Economia

Cabo Verde e Moçambique entre os maiores devedores

Cabo Verde e Moçambique, dois países africanos de língua oficial portuguesa, registam a segunda e a terceira maior dívida pública da África Subsariana em 2018 e nas previsões até 2020, sendo apenas ultrapassados pela Eritreia.

Montantes das dívidas dos dois países africanos são superados apenas pelos da Eritreia
Fotografia: Dr

Num relatório apresentado pelo Fundo Monetário Internacional (FMI) com perspectivas económicas para a África Subsariana (um conjunto de 45 países), apenas três têm dívidas públicas maiores do que 100 por cento em 2018, sendo eles Moçambique (100,4), Cabo Verde (127,7) e Eritreia (129,4).
Os números apresentados no documento indicam que a dívida moçambicana irá crescer em quase 25 pontos percentuais desde o final do ano passado para o corrente, de 100,4 por cento para 124,5 por cento, o que vai representar a pior subida de dívida na região subsariana (região definida para as análises internacionais que engloba a quase totalidade do continente africano, excepto oito países africanos).
A dívida pública demonstra que Moçambique teve de pagar aos credores internacionais mais do que a capcidade de produzir no mesmo ano, sendo considerada insustentável pelas instituições multilaterais.
As previsões indicam que a capacidade moçambicana de saldar as dívidas será ainda mais fraca no próximo ano. Em 2020, a dívida moçambicana deverá situar-se em 119,9 por cento, segundo o FMI.
Já em 2018, Moçambique tinha registado a terceira maior dívida da região subsariana e assim deverá situar-se nos próximos dois anos.
A dívida moçambicana é ultrapassada por Cabo Verde, que teve 127,7 por cento de dívida em 2018, e pela Eritreia, pior país africano em matéria de dívida, devendo 129,4 por cento do Produto Interno Bruto em 2018.
Dos três países, Cabo Verde terá a melhor evolução até 2020, devendo descer para 125,3 por cento em 2019 e para 120,8 por cento no ano seguinte, o que significa uma queda de quase cinco pontos percentuais de 2019 para 2020, mas ficando, ainda assim, acima da dívida moçambicana prevista de 119,9 por cento em 2020.
O FMI classifica Cabo Verde um país de rendimento médio e Moçambique um país de baixo rendimento, sendo ambos integrados no grupo de países pobres em recursos naturais.

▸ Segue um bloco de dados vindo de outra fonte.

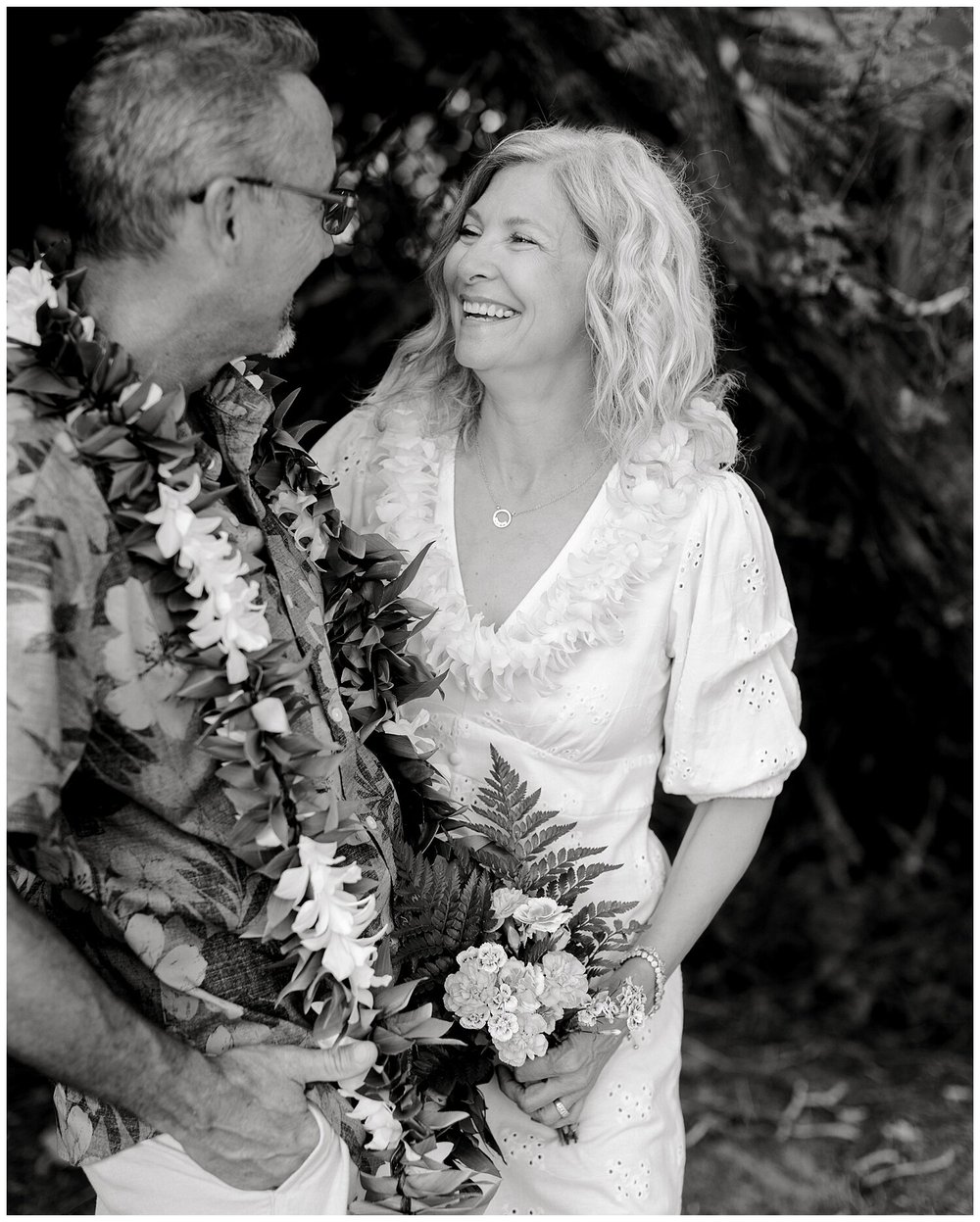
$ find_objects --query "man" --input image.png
[7,9,396,1213]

Apesar dos níveis muito elevados da dívida, Cabo Verde vai ter um crescimento previsto de 5 por cento no PIB em 2019, que deverá crescer 4 por cento e o da Eritreia também aumenta em 2019, mas 3,8 por cento.
O FMI conta com um crescimento médio de 3,5 por cento na África Subsariana este ano, mas salienta que a região tem grandes disparidades entre vários países.

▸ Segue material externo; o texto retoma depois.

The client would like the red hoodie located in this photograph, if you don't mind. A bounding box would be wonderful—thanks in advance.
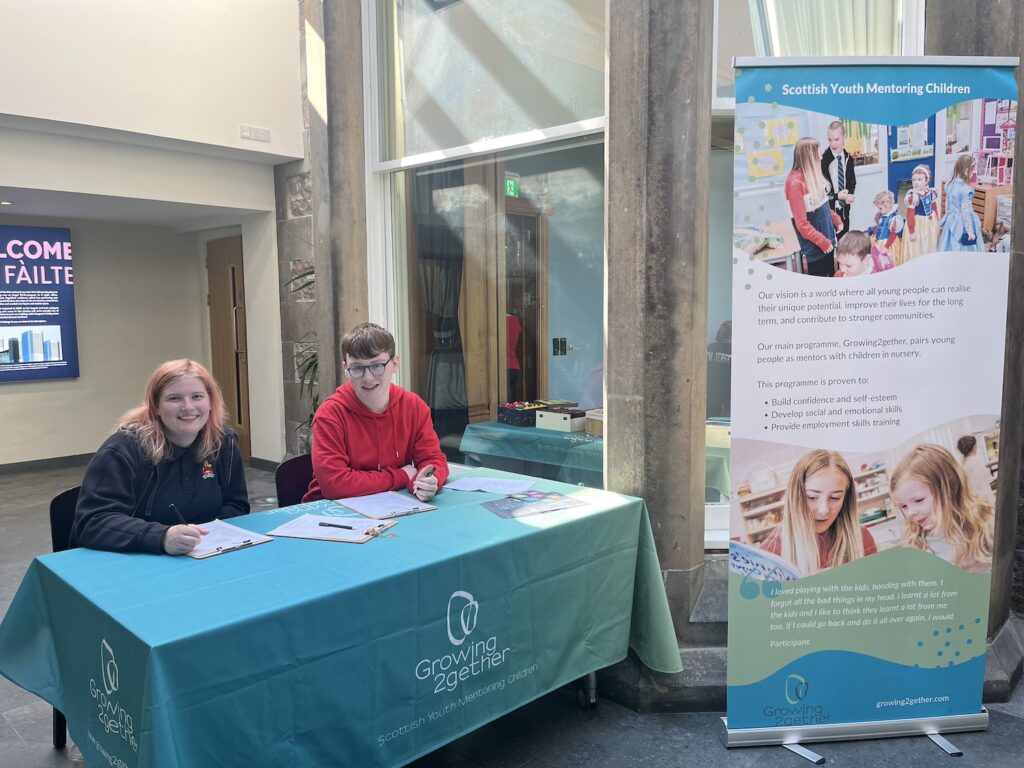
[302,382,449,502]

Dos 45 países incluídos, 21 irão crescer a uma taxa de 5 por cento ou mais, enquanto 24, considerados dependentes de recursos naturais, vão ter crescimentos mais lentos.
A dívida pública é considerada pelo FMI um dos principais “pontos de pressão” nas economias, o que acarreta vários factores de vulnerabilidade.

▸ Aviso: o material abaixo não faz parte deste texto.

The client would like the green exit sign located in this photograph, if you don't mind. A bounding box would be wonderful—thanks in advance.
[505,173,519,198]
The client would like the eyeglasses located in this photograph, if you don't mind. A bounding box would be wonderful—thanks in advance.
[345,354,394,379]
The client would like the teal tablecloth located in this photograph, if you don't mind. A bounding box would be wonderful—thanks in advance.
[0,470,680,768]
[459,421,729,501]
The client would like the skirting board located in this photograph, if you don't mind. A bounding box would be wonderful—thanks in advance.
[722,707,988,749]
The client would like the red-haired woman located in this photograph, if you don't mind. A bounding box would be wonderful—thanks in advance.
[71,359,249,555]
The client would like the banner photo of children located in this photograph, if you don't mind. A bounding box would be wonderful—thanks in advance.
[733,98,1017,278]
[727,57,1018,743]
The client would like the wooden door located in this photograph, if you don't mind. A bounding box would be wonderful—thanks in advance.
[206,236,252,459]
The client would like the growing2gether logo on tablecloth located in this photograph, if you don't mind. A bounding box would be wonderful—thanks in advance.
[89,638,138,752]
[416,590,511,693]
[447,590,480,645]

O FMI considera que as razões para a contracção de dívidas variam de acordo com cada país, mas sintetizam-se em pontos como a necessidade de criação de infra-estruturas, alteração dos preços de matérias-primas entre 2014 e 2016 ou resultados de políticas pró-cíclicas.
O FMI e o Banco Mundial terminaram ontem, em Washington, as habituais Reuniões de Primavera, que acontecem todos os anos.